Bipedismo: um típico exemplo de especulação darwinista - II

Ainda sobre as especulações relacionadas ao bipedismo, em seu livro “Os Herdeiros de Darwin”, Marcel Blanc faz alguns interessantes comentários sobre o cenário criado por Lovejoy (um dos muitos), baseado no sucesso reprodutivo, via monogamia e família nuclear. Escreveu ele:

“O cenário proposto por Owen Lovejoy parte da constatação de que as espécies de grandes macacos eram muitas e difundidas em toda parte, tanto na Europa como na Ásia, durante o Mioceno entre -25 milhões e -5 milhões de anos (portanto, a partir do nascimento da linhagem hominídea)...

De acordo com ele, a chave encontra-se nas estratégias reprodutivas dessas diferentes espécies. Os pequenos macacos geram em média de duas a três vezes mais filhotes que os grandes macacos durante sua vida adulta. Logo, não é de surpreender, diz Lovejoy, que as populações dos primeiros tenham suplantado as dos últimos. Como a linhagem hominídea não teve essa triste sorte, logo, era preciso que tivesse alguma vantagem em sua estratégia reprodutiva em relação aos grandes macacos.

Como a espécie humana pôde ser mais reprodutiva em descendentes que os grandes macacos, uma vez que a duração de sua vida reprodutiva é quase a mesma (de 20 a 25 anos), que trazem ao mundo apenas um descendente de cada vez e a duração dos cuidados paternos é mais prolongada no homem que no chimpanzé?

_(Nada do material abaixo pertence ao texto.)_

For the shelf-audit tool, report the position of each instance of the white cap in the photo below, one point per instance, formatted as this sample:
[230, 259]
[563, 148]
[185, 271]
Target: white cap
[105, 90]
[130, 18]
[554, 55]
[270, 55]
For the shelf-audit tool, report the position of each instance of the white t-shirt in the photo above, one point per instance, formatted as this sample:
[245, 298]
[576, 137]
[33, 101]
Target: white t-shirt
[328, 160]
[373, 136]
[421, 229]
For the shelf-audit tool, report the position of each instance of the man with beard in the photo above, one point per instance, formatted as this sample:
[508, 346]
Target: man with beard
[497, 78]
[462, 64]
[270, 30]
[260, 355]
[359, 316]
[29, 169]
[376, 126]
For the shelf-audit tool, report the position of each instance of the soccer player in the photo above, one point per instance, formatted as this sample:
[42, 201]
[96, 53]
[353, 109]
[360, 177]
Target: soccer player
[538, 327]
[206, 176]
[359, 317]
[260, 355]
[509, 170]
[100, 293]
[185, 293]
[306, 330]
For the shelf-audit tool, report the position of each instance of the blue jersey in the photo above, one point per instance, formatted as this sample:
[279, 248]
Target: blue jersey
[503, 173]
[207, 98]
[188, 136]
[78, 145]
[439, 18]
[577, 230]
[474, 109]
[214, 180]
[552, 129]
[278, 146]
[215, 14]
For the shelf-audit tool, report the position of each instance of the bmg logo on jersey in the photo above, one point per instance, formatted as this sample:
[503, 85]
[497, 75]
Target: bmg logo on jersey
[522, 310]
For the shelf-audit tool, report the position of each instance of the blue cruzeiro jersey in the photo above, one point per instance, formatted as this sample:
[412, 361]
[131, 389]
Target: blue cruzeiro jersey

É porque, responde Lovejoy, a distância entre nascimentos é menor no Homo sapiens: é apenas de 2,5 ao invés de 3 anos, no chimpanzé. Portanto, ao todo, para uma duração de vida reprodutiva igual, a espécie humana é capaz de produzir mais descendentes. Mas como o homem ou, antes, seus ancestrais chegaram a este resultado? É aqui que intervém o surgimento do bipedismo. Lovejoy acredita, como Darwin, que ele permite efetivamente liberar as mãos da tarefa da locomoção. Mas não para fazer armas ou ferramentas, uma vez que estas só apareceram muito depois, como comprovam os arquivos fósseis (lembreinos que a data de nascimento da linhagem hominídea é de -7 a -5 milhões de anos e que as primeiras pedras talhadas surgiram somente há -2,5 milhões de anos). Segundo Lovejoy, a vantagem do bipedismo consistiu em permitir aos machos levar m suas mãos o alimento para prover suas fêmeas e seus filhos...

O cenário de Lovejoy apresenta alguns aspectos verossimilhantes (iremos retomá-lo) e outros extremamente forçados (como a história da interrupção do aleitamento em prol do mingau de cereais pré-mastigados pelos pais!). Nisso lembra as histórias que contam os sociobiólogos. Aliás, ele tem em comum com a sociobiologia a insistência no valor adaptativo de um comportamento, o de aprovisionamento das fêmeas e de seus filhotes pelos machos, correlacionado à monogamia. Na realidade, isso quer dizer que este comportamento, assim como o modelo da família nuclear, foi fixado no patrimônio genético dos primeiros hominídeos. Lovejoy o diz expressa- mente na conclusão de seu artigo publicado na Science de 1981: seu cenário sobre a origem do bipedismo “dá conta da família nuclear humana”, ou seja, tal como é hoje. Em outros termos, supõe realmente que a monogamia e a família nuclear estão inscritas no patrimônio genético humano. Como no caso da sociobiologia, uma explicação ultradarwinista da origem do bipedismo faz com que concebamos, portanto, uma natureza humana determinada geneticamente.

Diversas críticas foram feitas contra o cenário proposto por Lovejoy e publicadas na forma de cartas à revista americana Science. Em primeiro lugar, parece que seus números sobre a distância dos nascimentos no homem e o chimpanzé eram um tanto discutíveis: provavelmente aquela distância nos caçadores-coletadores existentes ainda hoje (dando prosseguimento aos modos de produção mais antigos da humanidade) seria, antes, de quatro anos (portanto, superior à dos chimpanzés). Em segundo lugar, não parece necessário que se estabeleça um elo entre o bipedismo, um comportamento de aprovisionamento pelos machos e a monogamia...” (p. 234-244).

É isso!

Fonte:
Marcel Blanc: "Os Herdeiros de Darwin". Tradução: Mariclara Barros. Scritta Editora. São Paulo, 1994.